Further investigation led to Ortis, who was arrested with classified material that the RCMP said he planned to offer to a foreign country or terrorist group.ARRESTED OFFICIAL HAD ACCESS TO FOREIGN INTELLIGENCE
Ortis served as the Director General of the RCMP's National Intelligence Coordination Centre and "had access to information the Canadian intelligence community possessed," the RCMP commissioner said in a statement.
"He also had access to intelligence coming from our allies both domestically and internationally," said Commissioner Brenda Lucki.
"We are aware of the potential risk to agency operations of our partners in Canada and abroad," the statement said, adding that the investigation is ongoing.
Lucki did not specify which foreign organizations may have been exposed to the theft of secrets, which allegedly took place between 2016 and 2019, though Canada is a member of the "Five Eyes" intelligence alliance with Australia, New Zealand, Britain and the United States.
Ortis had access to material that could cause a "high" degree of damage to the country and its allies if released, CBC reported, citing a report prepared by Canadian intelligence services.

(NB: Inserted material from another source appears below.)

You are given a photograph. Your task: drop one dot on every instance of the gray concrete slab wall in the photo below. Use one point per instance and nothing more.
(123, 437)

"Analysis of the contents of the reports could reasonably lead a foreign intelligence agency to draw significant conclusions about allied and Canadian intelligence targets, techniques, methods and capabilities," the report said.

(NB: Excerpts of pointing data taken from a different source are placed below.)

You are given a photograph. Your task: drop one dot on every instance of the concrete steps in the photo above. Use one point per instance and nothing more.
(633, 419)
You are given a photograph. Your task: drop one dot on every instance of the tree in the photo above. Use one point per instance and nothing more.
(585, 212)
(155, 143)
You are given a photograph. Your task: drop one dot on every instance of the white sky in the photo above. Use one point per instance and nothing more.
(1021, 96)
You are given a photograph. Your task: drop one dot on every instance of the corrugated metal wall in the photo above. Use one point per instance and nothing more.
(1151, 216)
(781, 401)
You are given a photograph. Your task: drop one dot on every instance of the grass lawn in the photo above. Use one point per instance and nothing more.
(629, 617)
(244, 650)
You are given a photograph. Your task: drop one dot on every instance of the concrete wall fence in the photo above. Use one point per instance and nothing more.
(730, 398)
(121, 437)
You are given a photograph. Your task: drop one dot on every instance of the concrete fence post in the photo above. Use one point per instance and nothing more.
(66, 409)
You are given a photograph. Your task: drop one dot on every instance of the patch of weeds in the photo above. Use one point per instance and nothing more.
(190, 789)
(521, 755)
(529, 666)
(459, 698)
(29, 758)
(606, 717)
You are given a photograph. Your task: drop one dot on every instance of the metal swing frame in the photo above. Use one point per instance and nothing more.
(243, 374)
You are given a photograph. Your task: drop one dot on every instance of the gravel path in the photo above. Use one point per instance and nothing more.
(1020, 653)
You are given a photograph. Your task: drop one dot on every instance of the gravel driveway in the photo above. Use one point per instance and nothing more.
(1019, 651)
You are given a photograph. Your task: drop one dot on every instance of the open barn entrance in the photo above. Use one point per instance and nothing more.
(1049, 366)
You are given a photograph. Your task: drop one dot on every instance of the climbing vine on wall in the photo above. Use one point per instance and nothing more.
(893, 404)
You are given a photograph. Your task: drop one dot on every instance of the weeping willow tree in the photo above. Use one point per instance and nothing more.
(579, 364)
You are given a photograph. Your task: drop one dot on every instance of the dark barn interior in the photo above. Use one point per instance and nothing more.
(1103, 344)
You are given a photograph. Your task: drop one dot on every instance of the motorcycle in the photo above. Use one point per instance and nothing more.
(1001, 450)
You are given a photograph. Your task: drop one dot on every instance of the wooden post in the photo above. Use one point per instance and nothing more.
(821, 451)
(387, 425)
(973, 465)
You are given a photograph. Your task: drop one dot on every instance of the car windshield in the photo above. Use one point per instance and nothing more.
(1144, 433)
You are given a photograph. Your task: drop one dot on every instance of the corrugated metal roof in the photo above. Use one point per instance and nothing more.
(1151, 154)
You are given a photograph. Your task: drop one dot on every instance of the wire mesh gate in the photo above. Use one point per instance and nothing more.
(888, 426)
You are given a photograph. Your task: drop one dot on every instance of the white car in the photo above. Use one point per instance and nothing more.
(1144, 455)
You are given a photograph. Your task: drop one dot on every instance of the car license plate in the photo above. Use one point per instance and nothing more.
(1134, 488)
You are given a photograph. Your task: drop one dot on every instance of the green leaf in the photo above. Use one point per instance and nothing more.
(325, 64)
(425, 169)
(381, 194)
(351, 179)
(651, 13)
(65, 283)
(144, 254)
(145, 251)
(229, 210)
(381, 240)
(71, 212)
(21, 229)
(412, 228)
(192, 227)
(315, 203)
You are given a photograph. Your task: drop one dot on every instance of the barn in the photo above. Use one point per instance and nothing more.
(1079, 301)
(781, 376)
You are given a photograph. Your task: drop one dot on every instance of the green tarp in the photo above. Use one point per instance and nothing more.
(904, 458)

"This type of information is among the most highly protected of national security assets, by any government standard and goes to the heart of Canada's sovereignty and security," it said.
The Globe and Mail reported Saturday that Ortis's arrest was linked to a major investigation into the laundering of stolen Russian funds.
Ortis, 47, as recently as August was said to be overseeing a probe into whether some of the money was funneled through Canada.
According to the Globe and Mail, the corruption investigation was looking at a $230-million fraud scheme allegedly run by senior Russian interior ministry and tax officials.
Ortis, who has worked for the RCMP since 2007, faces up to 30 years in prison if convicted of the five charges brought against him under Canada's criminal code and its Security of Information Act.